Greg Weston’s phone rang after 10 p.m. A top official from a senior minister’s office was on the line. He had a problem, he told Weston. Justice department lawyers were hounding a single mother who had made a harassment complaint. They were trying to wear her down with legal bills. And the official couldn’t get it to stop. Was Weston interested in the story?
You bet he was.
The next day, Weston, who spent decades on Parliament Hill as an investigative reporter and columnist, picked up two thick brown envelopes from an agreed-upon location. He checked out the story, did his research then wrote it up. The fallout was huge. The bad press eventually led the federal government to overhaul the way it handled harassment complaints. And it all started with a leak.

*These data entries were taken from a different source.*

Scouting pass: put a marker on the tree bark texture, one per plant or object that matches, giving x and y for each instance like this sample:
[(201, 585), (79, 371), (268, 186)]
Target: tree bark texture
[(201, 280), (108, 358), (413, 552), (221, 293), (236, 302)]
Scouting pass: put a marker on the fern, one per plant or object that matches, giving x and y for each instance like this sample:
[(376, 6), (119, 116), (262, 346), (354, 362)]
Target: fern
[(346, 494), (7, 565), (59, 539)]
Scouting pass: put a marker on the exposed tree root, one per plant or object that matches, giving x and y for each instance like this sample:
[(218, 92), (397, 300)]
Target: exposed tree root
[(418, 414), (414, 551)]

For Weston, that’s how Ottawa functions, when it functions best. The official had a problem he couldn’t fix internally. So he leaked it. Weston wrote about it. Outrage ensued, and the problem was solved. “Leaks are the fuel of the whole Ottawa communications engine,” said Weston, who is now a principal at Earnscliffe Strategy Group, a lobbying and communications firm. “It’s part of how this town works.”
On Wednesday, the Crown stayed a single charge of breach of trust against Vice-Admiral Mark Norman, formerly the second-ranking officer in the Canadian Forces. The decision brought an end to a remarkable — and to many in Ottawa, puzzling — chapter in Canadian political history.
Norman was accused of leaking information about a ship-building contract to a lobbyist and a reporter. Based on that accusation he was suspended from his job, made a pariah in his profession and forced to spend hundreds of thousands of dollars in his own defence. All of that for allegedly doing something that everyone with even a passing knowledge of Parliament Hill agrees happens every day.
In Ottawa, leaks are everywhere. They “are just an essential and regular tool,” Weston said. If they were liquid, they would fill the Rideau Canal.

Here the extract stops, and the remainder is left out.